Layer (type) Output Shape Param #
conv2d (Conv2D) (None, 26, 26, 32) 320
max_pooling2d (MaxPooling2D) (None, 13, 13, 32) 0
conv2d_1 (Conv2D) (None, 11, 11, 64) 18496
max_pooling2d_1 (MaxPooling2 (None, 5, 5, 64) 0
flatten (Flatten) (None, 1600) 0
dropout (Dropout) (None, 1600) 0
dense (Dense) (None, 10) 16010
Total params: 34,826
Trainable params: 34,826
Non-trainable params: 0

Convolutional neural networks start with an input layer and a convolutional layer. Keras Conv2D layers take number of kernels and the size of the kernel as parameters. What’s happening is illustrated below. Here, we convolve the image with 32 kernels and end up with 32 feature maps, each having the size of the image.

After convolutional layers, we put a max pooling layer to reduce the number of parameters stored and make the model robust to the changes, as discussed above.

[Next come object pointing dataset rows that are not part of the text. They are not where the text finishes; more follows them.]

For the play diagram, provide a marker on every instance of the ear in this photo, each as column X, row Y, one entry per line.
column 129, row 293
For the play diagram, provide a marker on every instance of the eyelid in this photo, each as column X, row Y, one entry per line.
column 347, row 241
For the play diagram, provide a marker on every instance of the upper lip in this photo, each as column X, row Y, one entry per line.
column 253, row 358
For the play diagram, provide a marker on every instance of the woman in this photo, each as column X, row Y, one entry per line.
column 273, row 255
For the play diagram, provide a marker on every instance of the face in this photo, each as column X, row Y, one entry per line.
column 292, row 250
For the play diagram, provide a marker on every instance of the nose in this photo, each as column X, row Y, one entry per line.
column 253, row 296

This will reduce the number of parameters calculated.

Then, these feature maps are concatenated together and are flattened.

Later on, we use something called dropout to drop a portion of parameters to avoid overfitting. Finally, the final form of weights will go through dense layer for the classification part to finally get classified and backpropagation will take place.

Backpropagation in Convolutional Neural Networks in Theory

How does the backpropagation work here? We want to optimize for the best kernel values here so they’re our weights. At the end, we expect the classifier to figure out relationship between pixel values, kernels, and classes: we have a very long flattened array consisting of elements that consist of pooled and activated version of pixels convolved with initial weights (kernel elements), and we update those weights such that we answer the question “which kernels should I apply to make a distinction between cat and a dog photo?”. So point of training CNNs is to come up with the optimal kernels, and these are found thanks to backpropagation. Prior to CNNs, people would try to try a lot of filters on an image to extract features themselves, meanwhile most generic filters (like we’ve seen above, e.g. Prewitt or Sobel) do not necessarily need to work for all images given images can be very different, even in the same dataset. This is why CNNs outperform traditional image processing techniques.

There are couple of advantages by means of storage when we use convolutional neural networks.

Parameter sharing

In convolutional neural networks, we convolve with the same filter across all pixels and all images which provides an advantage over storing parameters, this is much more efficient than going through an image with a dense neural network. This is called “weight tying” and those weights are called “tied weights”. This is also seen in autoencoders.

Sparse Interactions

In densely connected neural networks, we input the whole piece of data at once -which is very overwhelming due to how images have hundreds or thousands of pixels-, meanwhile in convnets, we have smaller kernels that we use to extract features. This is called sparse interaction, and it helps us use less memory.